David Wilson, who runs Stop Infant Circumcision, says he applied for a permit before the tea partiers did, and as such, he was naturally entitled to the space. “I feel as though my purpose and cause is greater than their is,” he told me. Wilson notes that at least 120 boys die every year from circumcision and “you don’t hear a big outcry over this.” That said, Wilson, who sports long dredlocks and a large Uncle Sam hat that would fit right in at a tea party rally, says that because he and his group will be protesting most of the week, he would have happily accommodated the tea partiers for a couple of hours Thursday if they’d just asked him.
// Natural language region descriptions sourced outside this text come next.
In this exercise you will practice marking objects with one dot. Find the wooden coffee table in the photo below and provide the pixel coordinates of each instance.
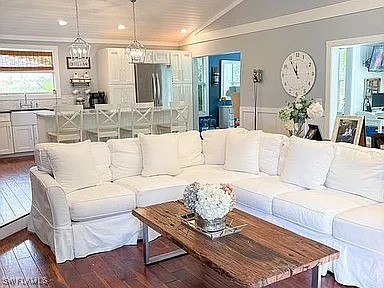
(261, 254)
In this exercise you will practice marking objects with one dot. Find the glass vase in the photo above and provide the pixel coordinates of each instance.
(300, 128)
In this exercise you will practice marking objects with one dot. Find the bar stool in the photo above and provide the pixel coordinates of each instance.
(108, 117)
(141, 119)
(69, 124)
(179, 118)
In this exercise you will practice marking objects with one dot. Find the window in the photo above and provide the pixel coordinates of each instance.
(201, 66)
(230, 77)
(30, 72)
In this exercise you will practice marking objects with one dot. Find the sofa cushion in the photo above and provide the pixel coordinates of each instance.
(126, 157)
(270, 149)
(100, 152)
(242, 151)
(155, 189)
(363, 227)
(316, 209)
(258, 193)
(213, 174)
(100, 201)
(214, 142)
(160, 154)
(190, 149)
(358, 170)
(65, 160)
(102, 156)
(308, 162)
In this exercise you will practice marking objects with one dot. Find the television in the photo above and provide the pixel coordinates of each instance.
(377, 100)
(376, 63)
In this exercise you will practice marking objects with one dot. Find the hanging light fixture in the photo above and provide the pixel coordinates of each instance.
(136, 50)
(79, 49)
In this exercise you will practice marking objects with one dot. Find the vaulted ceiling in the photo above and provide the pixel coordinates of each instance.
(157, 20)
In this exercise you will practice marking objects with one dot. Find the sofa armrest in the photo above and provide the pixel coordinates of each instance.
(49, 199)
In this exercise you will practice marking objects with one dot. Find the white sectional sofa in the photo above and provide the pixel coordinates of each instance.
(83, 194)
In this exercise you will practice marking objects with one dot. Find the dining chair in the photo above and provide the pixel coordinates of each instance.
(69, 124)
(141, 119)
(108, 117)
(179, 118)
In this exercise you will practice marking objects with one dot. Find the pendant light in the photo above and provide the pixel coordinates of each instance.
(136, 50)
(79, 49)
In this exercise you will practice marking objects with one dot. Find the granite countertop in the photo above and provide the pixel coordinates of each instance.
(27, 109)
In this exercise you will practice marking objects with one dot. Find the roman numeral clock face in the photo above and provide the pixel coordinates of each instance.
(298, 74)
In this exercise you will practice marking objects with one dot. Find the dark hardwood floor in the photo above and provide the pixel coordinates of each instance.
(23, 256)
(15, 188)
(24, 259)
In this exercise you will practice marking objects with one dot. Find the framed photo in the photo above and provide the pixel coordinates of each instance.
(313, 133)
(349, 129)
(377, 141)
(86, 64)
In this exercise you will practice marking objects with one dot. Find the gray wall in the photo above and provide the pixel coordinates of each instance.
(252, 10)
(268, 49)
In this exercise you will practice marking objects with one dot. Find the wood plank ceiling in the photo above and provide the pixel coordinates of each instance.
(157, 20)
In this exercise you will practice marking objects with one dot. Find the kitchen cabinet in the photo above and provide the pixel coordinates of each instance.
(121, 94)
(6, 136)
(114, 67)
(181, 63)
(24, 138)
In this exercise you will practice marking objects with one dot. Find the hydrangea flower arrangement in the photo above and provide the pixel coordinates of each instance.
(210, 201)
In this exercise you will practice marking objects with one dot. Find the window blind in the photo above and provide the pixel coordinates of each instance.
(25, 60)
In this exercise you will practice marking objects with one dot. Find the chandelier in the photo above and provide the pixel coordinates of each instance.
(136, 50)
(79, 49)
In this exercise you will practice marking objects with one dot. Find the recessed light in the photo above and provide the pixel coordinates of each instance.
(63, 22)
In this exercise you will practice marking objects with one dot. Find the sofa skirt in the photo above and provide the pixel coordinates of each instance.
(355, 266)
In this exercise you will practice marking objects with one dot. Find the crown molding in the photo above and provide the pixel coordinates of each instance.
(90, 40)
(321, 13)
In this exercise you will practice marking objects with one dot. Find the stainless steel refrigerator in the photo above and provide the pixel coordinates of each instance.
(153, 82)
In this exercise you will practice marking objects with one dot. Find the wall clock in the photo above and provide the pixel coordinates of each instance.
(298, 73)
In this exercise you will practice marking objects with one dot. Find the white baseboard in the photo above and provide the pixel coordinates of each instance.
(14, 227)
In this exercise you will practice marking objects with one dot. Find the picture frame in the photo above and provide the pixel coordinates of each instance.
(349, 129)
(377, 140)
(313, 133)
(86, 64)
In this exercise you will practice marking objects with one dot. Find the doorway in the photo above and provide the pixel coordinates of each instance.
(217, 87)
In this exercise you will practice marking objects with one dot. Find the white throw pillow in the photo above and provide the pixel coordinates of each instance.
(357, 170)
(190, 149)
(242, 151)
(308, 162)
(214, 143)
(73, 166)
(270, 149)
(126, 157)
(160, 155)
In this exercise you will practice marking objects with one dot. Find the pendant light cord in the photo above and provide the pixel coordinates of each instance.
(134, 20)
(77, 18)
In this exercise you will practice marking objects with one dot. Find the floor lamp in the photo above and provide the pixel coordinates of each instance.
(257, 78)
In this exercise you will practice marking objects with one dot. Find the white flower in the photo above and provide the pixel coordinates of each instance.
(315, 110)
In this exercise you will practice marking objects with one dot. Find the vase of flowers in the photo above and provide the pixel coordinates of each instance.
(296, 114)
(210, 203)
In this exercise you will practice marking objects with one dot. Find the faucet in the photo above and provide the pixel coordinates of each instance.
(25, 104)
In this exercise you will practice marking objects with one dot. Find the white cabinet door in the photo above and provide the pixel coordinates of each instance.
(114, 66)
(161, 57)
(129, 94)
(6, 139)
(186, 65)
(176, 67)
(23, 138)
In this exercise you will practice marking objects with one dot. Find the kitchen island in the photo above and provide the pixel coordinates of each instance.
(46, 121)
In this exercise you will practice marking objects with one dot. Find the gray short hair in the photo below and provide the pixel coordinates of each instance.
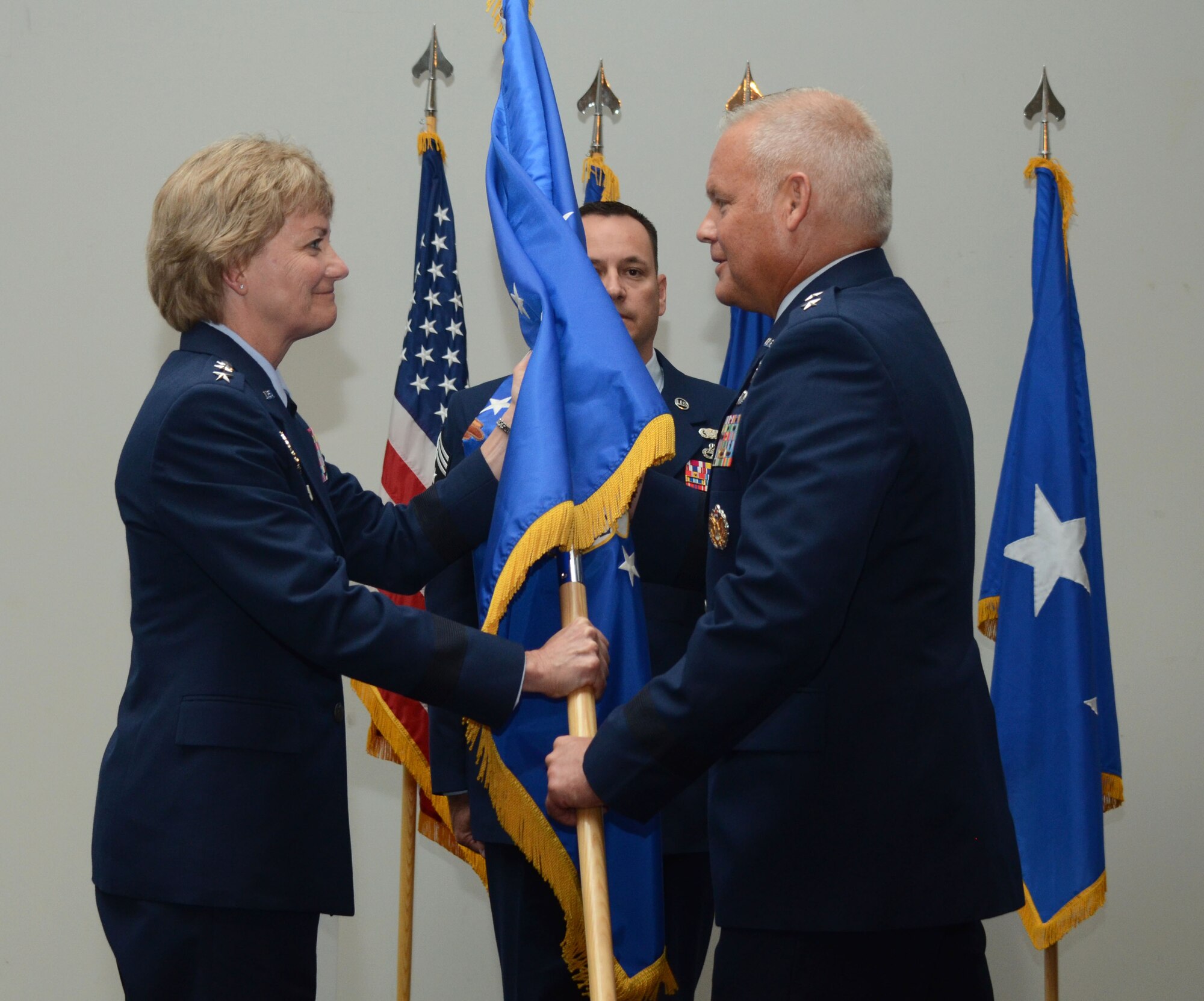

Perhaps you can’t blame the tea partiers for not wanting to have foreskin preservation propaganda cluttering up their C-SPAN broadcast. And while likely presidential candidate Rep. Michele Bachmann (R-Minn.) may not have minded the presence of a few bloody fetus posters during her speech (there were some), it’s hard to imagine she would have wanted to be filmed in front of posters of screaming babies emblazoned with the slogan “Don’t Snip the Tip!”. But Wilson thinks that he and the tea partiers would find some common ground. Perhaps the conservative activists might even help move his foreskin cause to the forefront. “I’d be interested to see what the tea party has to say about this. They believe in personal freedom.”